New Election Requirements What They Mean for You and Your Board

A push for fair and democratic board elections in New Jersey got a major boost this past July when Gov. Chris Christie signed legislation that would codify a fair process for electing board members. The passage of the law also signals to all developers and community associations throughout the state that New Jersey values fair, transparent and accessible elections for all of its citizens. It was the culmination of a decade-long battle by homeowners from one particular New Jersey community who sought change in a governance structure that only favored a select few. 

The Story

When we think of modern governance and our opportunities as citizens to participate, we still like to believe that our vote counts. Not only does this matter in a presidential election or mayoral runoff, but even in the most local of concerns: that of electing people to a board of trustees for our community association – the place we call home. Yet for years, this precise issue of owners being denied meaningful access to participate in their own governance has been the source of dispute in one community called Radburn, located in Fair Lawn.

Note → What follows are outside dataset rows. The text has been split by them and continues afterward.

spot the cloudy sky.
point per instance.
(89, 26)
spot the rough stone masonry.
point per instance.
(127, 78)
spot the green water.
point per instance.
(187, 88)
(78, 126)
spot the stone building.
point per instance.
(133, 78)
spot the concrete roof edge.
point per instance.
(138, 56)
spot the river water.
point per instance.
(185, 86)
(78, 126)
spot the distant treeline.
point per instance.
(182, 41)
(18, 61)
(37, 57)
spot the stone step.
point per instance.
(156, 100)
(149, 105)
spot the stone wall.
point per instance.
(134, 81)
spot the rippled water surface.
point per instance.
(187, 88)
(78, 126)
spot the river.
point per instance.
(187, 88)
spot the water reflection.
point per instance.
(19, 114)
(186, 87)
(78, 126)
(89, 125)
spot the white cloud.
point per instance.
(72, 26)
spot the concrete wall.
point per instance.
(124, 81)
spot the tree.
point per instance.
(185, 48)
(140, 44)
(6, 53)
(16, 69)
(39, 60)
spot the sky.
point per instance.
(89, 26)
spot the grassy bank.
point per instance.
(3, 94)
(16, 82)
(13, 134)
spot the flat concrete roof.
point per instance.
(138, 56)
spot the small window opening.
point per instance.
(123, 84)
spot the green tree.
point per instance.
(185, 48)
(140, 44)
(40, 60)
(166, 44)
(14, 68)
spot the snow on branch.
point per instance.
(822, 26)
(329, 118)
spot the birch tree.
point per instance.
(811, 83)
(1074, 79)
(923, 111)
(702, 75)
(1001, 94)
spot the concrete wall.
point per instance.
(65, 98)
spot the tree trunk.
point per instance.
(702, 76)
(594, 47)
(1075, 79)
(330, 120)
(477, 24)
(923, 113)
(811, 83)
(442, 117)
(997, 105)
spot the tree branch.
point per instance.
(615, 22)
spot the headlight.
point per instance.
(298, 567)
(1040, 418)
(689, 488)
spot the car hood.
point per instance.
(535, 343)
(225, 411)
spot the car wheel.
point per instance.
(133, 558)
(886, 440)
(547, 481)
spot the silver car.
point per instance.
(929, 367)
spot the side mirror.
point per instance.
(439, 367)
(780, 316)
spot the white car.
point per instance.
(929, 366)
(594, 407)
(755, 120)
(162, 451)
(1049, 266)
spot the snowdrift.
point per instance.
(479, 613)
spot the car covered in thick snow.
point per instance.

Founded in 1929, Radburn boasts a community of over 3,000 people who reside in 469 residences of diverse style and architecture. Although Radburn’s planning was far ahead of its time, its governance structure – now almost 90 years old – is anachronistic. Radburn is a community where only those nominated by a nominating committee may run for most board seats. The catch? The nominating committee is controlled exclusively by the board. The owners are not members of the association. Only those who have served or are serving on the governing board are members of the Radburn association. 

In 2006, a group of owners sought the aid of the courts in efforts to kick wide open the election doors long closed to only the select few already serving on the board, or their allies. Ultimately, though, an appellate court concluded in 2010 that nothing in Radburn’s bylaws contradicted any provision of New Jersey law. The court held that ‘[W]ithout a basis in legislation, it is beyond our authority to effect such a change in the relationships between community associations and their members.’”

Upset by this result, a number of Radburn residents turned to New Jersey State Senator Robert Gordon for help. In September 2016 Gordon introduced legislation that would democratize the process of electing members to an association’s governing board. Given the long history of being denied the ability to meaningfully participate in board elections, the Radburn residents sought a bill that would provide significant detail on the nominating, election and voting process.